Tribunal Superior do Trabalho já proibiu prática, considerada “antissindical e discriminatória”

A PepsiCo anunciou um bônus para os trabalhadores que não aderiram à greve encerrada na última segunda-feira (2) em Itaquera, na zona leste de São Paulo. De acordo com um comunicado enviado aos funcionários após o fim greve, a dona de marcas como Pepsi e Lay’s pagará em dobro pelos dias trabalhados durante a paralisação.

Seria, de acordo com a empresa, uma forma de valorizar a produtividade dos funcionários que se mantiveram trabalhando enquanto a linha de produção ficou parada por causa da greve.

O problema é que essa prática já foi considerada ilegal pela Justiça do Trabalho. Em 2016, a fábrica de pneus Pirelli também pagou bônus para empregados que furaram uma greve em sua unidade na Bahia. Um dos funcionários grevistas entrou na Justiça alegando discriminação e, em 2023, ministros do Tribunal Superior do Trabalho concordaram com ele.

Segundo o acórdão da 3ª Turma do TST, a “conduta de bonificar empregados que não participaram de movimento grevista em detrimento daqueles que aderiram à greve consiste em atitude antissindical e discriminatória, em desrespeito ao princípio da isonomia, visando impedir ou dificultar o livre exercício do direito de greve.” A Pirelli foi condenada a pagar indenização ao trabalhador grevista. Essa decisão transitou em julgado, ou seja, não há mais possibilidade de recurso.

Decisão da Justiça do Trabalho considera bonificação para fura-greve “antissindical e discriminatória.

Na época, a Pirelli argumentou que os funcionários que atuaram durante a greve tiveram sobrecarga de trabalho e, portanto, mereciam bônus. Mas os magistrados entenderam que a atitude da empresa teve como objetivo, na prática, punir quem entrou em greve e desmobilizar a organização sindical.

Essa é a mesma interpretação do Sindicato dos Trabalhadores nas Indústrias de Laticínios e Alimentação de São Paulo (StilaSP), que estava à frente da negociação com a PepsiCo.

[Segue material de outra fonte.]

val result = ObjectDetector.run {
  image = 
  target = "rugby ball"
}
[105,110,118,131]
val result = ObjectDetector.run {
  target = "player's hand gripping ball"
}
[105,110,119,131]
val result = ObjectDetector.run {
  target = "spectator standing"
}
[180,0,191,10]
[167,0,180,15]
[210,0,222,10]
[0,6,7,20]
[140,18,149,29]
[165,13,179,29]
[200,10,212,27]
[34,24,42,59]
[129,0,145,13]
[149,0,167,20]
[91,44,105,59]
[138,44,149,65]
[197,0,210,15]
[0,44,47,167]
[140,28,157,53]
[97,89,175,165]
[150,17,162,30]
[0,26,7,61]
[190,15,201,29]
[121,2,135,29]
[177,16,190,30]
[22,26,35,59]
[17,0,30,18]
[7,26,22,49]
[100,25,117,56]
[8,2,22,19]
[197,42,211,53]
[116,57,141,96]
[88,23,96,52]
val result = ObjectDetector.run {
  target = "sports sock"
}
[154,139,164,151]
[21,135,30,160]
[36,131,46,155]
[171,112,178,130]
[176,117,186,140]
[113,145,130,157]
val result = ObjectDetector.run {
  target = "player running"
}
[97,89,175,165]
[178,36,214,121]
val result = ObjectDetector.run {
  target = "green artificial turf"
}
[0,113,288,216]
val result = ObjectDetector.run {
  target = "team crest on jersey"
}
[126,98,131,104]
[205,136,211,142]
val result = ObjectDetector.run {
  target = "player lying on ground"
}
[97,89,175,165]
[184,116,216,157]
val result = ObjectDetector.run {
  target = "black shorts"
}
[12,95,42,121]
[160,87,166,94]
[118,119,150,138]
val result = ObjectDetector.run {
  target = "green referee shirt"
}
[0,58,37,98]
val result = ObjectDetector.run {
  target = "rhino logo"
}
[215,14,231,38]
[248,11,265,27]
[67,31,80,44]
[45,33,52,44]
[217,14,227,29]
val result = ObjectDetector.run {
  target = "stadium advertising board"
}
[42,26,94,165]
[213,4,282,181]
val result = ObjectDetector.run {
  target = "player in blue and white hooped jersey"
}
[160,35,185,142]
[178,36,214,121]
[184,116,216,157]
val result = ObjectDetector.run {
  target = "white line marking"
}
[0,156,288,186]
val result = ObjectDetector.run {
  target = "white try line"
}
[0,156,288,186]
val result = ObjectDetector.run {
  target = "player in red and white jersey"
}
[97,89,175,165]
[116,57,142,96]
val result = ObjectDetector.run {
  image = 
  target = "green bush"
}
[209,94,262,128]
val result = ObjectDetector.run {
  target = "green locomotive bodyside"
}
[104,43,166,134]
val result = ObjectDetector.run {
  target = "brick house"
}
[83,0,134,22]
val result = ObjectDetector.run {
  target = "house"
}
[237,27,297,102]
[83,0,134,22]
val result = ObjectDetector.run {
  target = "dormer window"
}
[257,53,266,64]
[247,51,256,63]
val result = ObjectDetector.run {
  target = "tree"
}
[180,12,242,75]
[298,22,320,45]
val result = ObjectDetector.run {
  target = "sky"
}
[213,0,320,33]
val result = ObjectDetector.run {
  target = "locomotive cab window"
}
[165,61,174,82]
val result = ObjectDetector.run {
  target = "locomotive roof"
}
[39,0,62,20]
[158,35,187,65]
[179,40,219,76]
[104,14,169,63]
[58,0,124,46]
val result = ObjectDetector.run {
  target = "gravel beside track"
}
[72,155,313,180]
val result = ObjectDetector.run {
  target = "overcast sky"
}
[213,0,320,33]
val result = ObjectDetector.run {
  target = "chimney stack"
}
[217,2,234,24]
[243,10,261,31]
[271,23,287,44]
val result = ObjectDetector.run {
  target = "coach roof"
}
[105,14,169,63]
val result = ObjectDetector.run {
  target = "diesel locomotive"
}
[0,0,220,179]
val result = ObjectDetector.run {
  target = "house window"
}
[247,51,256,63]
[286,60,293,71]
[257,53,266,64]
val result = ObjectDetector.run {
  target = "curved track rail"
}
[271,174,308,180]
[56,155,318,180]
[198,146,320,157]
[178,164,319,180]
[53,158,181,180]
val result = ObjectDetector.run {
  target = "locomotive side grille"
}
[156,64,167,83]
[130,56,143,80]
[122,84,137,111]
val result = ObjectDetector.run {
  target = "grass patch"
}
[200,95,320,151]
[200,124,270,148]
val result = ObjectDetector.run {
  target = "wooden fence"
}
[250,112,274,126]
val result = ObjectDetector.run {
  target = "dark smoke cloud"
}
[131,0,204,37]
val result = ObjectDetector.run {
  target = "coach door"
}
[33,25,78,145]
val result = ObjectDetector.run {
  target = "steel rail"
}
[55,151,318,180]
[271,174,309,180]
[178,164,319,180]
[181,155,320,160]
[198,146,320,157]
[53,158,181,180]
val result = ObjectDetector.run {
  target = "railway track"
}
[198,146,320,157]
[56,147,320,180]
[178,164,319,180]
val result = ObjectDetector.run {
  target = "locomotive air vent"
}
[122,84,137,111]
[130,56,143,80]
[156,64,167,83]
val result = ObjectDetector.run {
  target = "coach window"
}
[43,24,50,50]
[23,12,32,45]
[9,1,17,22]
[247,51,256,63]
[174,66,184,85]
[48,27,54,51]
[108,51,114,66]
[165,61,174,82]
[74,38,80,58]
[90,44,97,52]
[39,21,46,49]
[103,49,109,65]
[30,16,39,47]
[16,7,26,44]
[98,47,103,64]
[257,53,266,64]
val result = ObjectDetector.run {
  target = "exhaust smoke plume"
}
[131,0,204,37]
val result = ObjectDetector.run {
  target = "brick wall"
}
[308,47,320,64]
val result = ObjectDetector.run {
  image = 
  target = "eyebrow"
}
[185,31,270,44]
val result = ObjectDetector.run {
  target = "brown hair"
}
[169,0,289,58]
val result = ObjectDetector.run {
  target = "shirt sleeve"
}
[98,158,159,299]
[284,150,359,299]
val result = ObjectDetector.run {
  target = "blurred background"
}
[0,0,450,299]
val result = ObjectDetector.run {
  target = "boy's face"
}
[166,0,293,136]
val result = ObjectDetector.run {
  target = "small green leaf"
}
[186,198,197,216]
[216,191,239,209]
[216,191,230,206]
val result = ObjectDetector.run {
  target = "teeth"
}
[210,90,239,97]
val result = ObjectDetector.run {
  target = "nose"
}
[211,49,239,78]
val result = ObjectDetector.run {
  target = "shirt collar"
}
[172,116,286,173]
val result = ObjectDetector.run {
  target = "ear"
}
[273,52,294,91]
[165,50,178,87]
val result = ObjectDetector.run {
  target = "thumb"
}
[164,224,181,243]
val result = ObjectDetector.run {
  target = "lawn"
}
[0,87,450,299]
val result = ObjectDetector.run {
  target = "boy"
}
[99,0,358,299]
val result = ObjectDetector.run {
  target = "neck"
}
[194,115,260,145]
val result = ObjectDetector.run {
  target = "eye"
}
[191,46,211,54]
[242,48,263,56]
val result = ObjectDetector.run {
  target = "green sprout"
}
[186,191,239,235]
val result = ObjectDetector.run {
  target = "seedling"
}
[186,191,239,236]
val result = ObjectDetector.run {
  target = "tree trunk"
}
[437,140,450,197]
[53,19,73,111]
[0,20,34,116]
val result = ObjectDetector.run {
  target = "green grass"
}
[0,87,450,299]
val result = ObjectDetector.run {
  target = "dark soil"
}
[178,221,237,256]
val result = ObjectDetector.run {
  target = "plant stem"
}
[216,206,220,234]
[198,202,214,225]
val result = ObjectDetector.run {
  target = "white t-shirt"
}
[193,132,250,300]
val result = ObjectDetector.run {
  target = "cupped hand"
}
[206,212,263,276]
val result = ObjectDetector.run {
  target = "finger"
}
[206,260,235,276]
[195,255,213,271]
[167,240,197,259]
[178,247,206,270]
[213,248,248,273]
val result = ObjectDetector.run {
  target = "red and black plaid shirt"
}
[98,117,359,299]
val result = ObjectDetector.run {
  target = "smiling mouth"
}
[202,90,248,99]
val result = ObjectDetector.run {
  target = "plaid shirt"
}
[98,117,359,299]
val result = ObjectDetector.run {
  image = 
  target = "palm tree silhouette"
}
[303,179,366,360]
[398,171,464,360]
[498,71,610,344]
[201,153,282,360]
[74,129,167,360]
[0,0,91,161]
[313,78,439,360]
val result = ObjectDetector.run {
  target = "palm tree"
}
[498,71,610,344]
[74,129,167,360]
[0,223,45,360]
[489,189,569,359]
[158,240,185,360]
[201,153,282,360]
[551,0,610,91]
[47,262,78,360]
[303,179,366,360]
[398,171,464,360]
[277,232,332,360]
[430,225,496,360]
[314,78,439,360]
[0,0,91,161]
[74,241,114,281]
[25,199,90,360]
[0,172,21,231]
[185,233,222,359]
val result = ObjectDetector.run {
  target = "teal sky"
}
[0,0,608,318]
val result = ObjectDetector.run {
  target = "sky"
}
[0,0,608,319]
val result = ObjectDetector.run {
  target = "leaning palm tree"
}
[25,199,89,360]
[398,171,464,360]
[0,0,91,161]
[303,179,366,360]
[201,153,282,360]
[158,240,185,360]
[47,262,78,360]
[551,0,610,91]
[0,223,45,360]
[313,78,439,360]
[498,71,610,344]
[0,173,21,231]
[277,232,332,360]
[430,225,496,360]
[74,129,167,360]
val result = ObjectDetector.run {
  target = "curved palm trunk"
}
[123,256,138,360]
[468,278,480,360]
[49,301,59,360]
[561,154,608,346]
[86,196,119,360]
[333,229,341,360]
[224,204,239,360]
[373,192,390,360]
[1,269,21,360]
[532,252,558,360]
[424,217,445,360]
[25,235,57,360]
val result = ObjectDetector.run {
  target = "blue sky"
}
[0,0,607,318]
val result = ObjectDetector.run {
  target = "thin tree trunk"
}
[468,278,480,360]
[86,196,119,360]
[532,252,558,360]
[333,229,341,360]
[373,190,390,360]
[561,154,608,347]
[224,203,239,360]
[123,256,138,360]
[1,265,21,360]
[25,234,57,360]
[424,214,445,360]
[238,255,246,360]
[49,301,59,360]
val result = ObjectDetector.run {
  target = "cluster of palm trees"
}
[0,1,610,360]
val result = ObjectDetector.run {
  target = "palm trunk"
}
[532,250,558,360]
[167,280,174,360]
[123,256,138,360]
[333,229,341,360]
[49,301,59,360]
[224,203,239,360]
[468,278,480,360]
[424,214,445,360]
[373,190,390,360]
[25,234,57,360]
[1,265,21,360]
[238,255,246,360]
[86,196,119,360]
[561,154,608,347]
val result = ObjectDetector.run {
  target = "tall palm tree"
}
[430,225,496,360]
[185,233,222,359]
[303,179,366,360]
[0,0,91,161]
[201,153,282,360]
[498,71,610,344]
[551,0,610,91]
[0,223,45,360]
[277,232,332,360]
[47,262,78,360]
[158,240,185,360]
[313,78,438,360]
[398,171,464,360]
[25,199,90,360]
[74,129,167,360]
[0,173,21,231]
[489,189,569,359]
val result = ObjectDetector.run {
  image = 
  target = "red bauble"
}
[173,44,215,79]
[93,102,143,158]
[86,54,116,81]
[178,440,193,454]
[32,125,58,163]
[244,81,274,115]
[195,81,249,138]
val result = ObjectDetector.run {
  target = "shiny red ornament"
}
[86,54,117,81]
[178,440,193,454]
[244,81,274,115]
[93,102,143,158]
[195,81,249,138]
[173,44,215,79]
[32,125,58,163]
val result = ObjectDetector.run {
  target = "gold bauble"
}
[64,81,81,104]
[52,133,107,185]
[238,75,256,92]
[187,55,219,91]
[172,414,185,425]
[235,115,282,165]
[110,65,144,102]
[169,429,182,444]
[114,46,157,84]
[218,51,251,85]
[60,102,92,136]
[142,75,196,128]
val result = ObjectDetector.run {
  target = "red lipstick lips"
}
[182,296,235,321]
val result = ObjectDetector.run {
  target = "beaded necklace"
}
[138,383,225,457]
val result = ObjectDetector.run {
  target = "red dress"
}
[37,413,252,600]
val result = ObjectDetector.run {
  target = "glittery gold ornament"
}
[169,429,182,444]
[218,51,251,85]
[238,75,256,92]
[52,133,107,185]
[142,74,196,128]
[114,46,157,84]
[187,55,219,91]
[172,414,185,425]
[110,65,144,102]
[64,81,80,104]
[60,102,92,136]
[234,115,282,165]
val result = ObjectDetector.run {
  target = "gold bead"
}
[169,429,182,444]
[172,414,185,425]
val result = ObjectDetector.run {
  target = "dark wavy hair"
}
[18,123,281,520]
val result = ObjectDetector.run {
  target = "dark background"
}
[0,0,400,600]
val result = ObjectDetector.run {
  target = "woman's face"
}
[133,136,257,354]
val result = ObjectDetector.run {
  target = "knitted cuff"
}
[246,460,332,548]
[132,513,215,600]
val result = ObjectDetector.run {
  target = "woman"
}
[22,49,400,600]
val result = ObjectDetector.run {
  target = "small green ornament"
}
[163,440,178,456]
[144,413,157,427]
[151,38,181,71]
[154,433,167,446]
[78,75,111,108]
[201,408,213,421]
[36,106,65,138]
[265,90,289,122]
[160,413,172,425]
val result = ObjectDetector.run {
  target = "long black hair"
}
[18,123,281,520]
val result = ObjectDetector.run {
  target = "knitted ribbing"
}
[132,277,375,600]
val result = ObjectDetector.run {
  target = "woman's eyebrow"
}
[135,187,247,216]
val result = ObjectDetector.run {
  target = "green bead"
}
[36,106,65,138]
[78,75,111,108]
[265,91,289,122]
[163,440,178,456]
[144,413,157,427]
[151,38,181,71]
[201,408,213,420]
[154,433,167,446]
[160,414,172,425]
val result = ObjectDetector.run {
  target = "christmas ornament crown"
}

“Diante da postura adotada pela empresa em ‘beneficiar’ quem furou a greve, o SilasSP entende que tal conduta se configura como prática antissindical, e por isso, adotará as medidas judiciais cabíveis para que tal conduta não se repita”, afirmou o presidente Carlos Vicente de Oliveira.

O sindicato afirmou que comunicará o Ministério Público do Trabalho sobre a intenção da empresa de bonificar quem não aderiu à greve.

O Joio procurou a PepsiCo para comentar o assunto, mas a empresa não havia respondido até a publicação desta reportagem.

Comunicado da Pepsico à fábrica de Itaquera para anunciar pagamento de bônus a quem trabalhou na greve.

No mesmo anúncio de bônus aos que trabalharam durante a paralisação, a multinacional informou que pagará um cartão de Natal no valor de R$ 440. O benefício é pago todo ano e funciona como uma cesta natalina.

“A prática de conceder bonificações exclusivamente aos empregados que não aderiram a movimentos grevistas configura uma conduta antissindical e discriminatória, violando o princípio constitucional da isonomia e restringindo, ainda que de forma indireta, o exercício legítimo do direito de greve”, disse Michael Simon Herzig, advogado trabalhista e fundador da Herzig Advogados. 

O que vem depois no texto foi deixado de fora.